The diagnosis of fascioliasis may be missed because of many options for differential diagnoses and low incidence of the infection (10). The differential diagnosis of F. hepatica includes liver abscess, malignancy, viral hepatitis, cholecystitis, cholangitis, ruptured hydatid cyst, toxocariasis, acute schistosomiasis, ascariasis, and strongyloidiasis (1, 11-13). Serology has been the fastest and most effective diagnostic method in the diagnosis of fascioliasis in recent years (1). In the literature, it is stated that the sensitivity and specificity of this method are 78.9-100% and 97%, respectively (14, 15). Antibodies are detectable 2 to 4 weeks after initial exposure, undetectable in approximately 65% of patients one month after successful treatment, but low levels of positive titers may persist in some patients for years (1). A serological test could not be performed in this case because there was no serological test option in our hospital.
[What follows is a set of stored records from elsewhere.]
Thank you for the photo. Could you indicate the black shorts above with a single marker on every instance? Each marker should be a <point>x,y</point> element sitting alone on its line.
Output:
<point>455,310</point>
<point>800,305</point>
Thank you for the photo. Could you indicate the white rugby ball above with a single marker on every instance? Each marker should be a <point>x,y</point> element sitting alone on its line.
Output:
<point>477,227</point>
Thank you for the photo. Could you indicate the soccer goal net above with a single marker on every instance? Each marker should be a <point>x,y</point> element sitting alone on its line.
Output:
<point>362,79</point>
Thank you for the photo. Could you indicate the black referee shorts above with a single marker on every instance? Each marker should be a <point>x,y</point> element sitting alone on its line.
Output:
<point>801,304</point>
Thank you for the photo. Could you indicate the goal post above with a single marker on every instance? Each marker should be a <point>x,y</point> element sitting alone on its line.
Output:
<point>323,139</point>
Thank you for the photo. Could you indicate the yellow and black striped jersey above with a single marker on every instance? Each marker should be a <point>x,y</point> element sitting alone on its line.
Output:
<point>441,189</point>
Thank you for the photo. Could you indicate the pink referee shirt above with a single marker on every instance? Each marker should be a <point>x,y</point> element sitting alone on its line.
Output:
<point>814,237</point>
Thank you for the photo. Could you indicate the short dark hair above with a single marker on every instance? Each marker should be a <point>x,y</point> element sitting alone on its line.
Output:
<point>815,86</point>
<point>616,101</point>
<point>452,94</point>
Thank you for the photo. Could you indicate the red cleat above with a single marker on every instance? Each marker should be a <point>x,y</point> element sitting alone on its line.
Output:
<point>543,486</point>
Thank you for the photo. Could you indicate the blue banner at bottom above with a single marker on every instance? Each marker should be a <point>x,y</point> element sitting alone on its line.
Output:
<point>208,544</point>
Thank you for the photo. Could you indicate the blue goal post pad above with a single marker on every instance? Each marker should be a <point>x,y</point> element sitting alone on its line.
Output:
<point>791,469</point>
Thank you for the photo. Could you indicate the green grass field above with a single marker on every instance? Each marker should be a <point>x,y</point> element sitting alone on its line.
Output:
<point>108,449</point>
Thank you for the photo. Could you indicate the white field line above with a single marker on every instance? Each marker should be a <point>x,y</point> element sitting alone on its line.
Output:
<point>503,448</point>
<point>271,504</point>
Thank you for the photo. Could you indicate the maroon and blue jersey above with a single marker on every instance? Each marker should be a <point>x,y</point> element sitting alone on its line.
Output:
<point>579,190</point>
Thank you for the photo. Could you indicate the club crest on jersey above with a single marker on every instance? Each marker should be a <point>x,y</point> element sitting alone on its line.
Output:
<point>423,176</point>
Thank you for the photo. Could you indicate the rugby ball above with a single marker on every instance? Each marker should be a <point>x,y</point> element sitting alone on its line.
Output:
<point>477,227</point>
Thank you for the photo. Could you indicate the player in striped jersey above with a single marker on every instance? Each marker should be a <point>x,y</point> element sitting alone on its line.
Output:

Stool microscopy is another useful diagnostic method still used to diagnose chronic infections in countries with scarce resources. In the acute phase of infection, there are no eggs in the stool. An adult F. hepatica parasite can lay more than 20,000 eggs per day. Because this release is intermittent, multiple stool samples should be examined (1). In the liver, multiple nodular or irregular lesions with different echogenicity can be seen on USG, and multiple metastasis-like lesions can be seen on computed tomography (CT) and magnetic resonance imaging (MRI). Sometimes the diagnosis can be made during unnecessary surgery, laparoscopic cholecystectomy, and ERCP (2). In a patient with biliary obstruction, ERCP can detect the adult F. hepatica parasite in the biliary tract. In addition, F. hepatica can be identified in open surgical operations and biopsies performed for diagnostic purposes (1). In the case presented here, the sludge that leveled the distal common bile duct was detected by MRCP. ERCP was performed on the patient with a preliminary diagnosis of choledocholithiasis. The diagnosis of fascioliasis was made by the presence of a live F. hepatica parasite at the distal end of the common bile duct during the ERCP procedure. Appropriate treatment for both stages of infection is triclabendazole 10 mg/kg, given in two doses, and its efficacy is 90% (1).
The non-specific clinical manifestation of fascioliasis is one of the difficulties in its diagnosis. Due to overlooking of F. hepatica infection in the preliminary diagnosis and insufficient use of proper diagnostic methods, the cases are usually misdiagnosed as a primary or metastatic liver tumors with abdominal imaging. As a result, invasive procedures and even open surgical operations were applied to the cases for diagnostic purposes, which is unacceptable for the patient and the health system as it brings an economic burden to the country. Therefore, F. hepatica infection should be considered before performing a major surgical intervention in patients with typical clinical findings, the elevation of liver enzymes indicating cholestasis, eosinophilia, and characteristic CT or USG findings, and non-invasive diagnostic methods should be used first.